While working on my CSS design experiments a few years ago, I also put together some serious state-of-the-art web page layouts and designs. Unfortunately, most browsers couldn’t keep up with it. Too graphic heavy and too many bells and whistles. It’s been about three years now, so I figured that if people haven’t upgraded their browsers to at least something that is two years old, they never will and I can only do so much for them. It’s time for me to get more serious about my own web page design and design for ME and not to make it simple simple simple for the rest of the crowd.
I decided that I wanted to try to create a fixed background image of our trailer meandering down the Talimena Skyline Drive in Arkansas for the main and category pages. Over that, I wanted a translucent filter which would allow the content to sit on a semi-opaque white background when it moved over the content. This way, when the viewer scrolls down the page, the content moves but the image doesn’t. Eric Meyers has the most wonderful example of how this works on his site.

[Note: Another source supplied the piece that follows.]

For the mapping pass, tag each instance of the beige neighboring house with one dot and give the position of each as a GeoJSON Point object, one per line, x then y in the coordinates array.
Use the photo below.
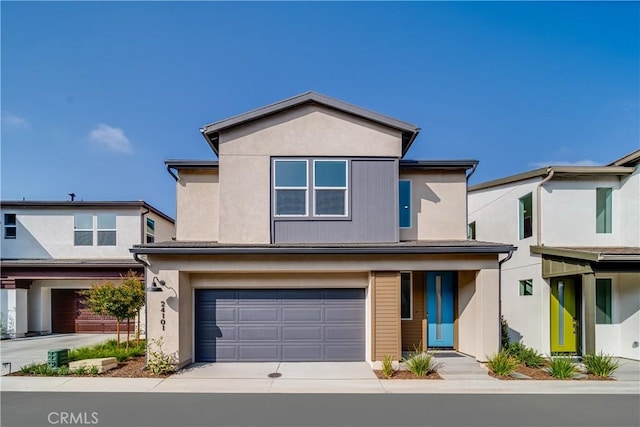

I did all kinds of things, trying this and that, changing the colors, opacity, and nothing was good enough. And it would look great in Internet Explorer and crap in Firefox, and then crappy in IE and wonderful in Firefox. It was all close, but it just didn’t have the punch I wanted. I also really loved having nothing but black text on a white background for the long, wordy articles I tend to write. Clean and simple while still having a kick. I wanted to get back to our roots, life on the road and photography, so I wanted to look more “photog” than “educational”. The opaque background for the text didn’t work. It was messy and hard to read.
Brent, my hero, finally convinced me to make the background image fade into the background so the header area would feature the photograph fading to white and the majority of the background would be white, allowing the text to be against a white background. Brilliant. Totally brilliant. He knows nothing about how all this works, but he can take one look and come up with the solution. One more reason why I keep him around and adore him desperately!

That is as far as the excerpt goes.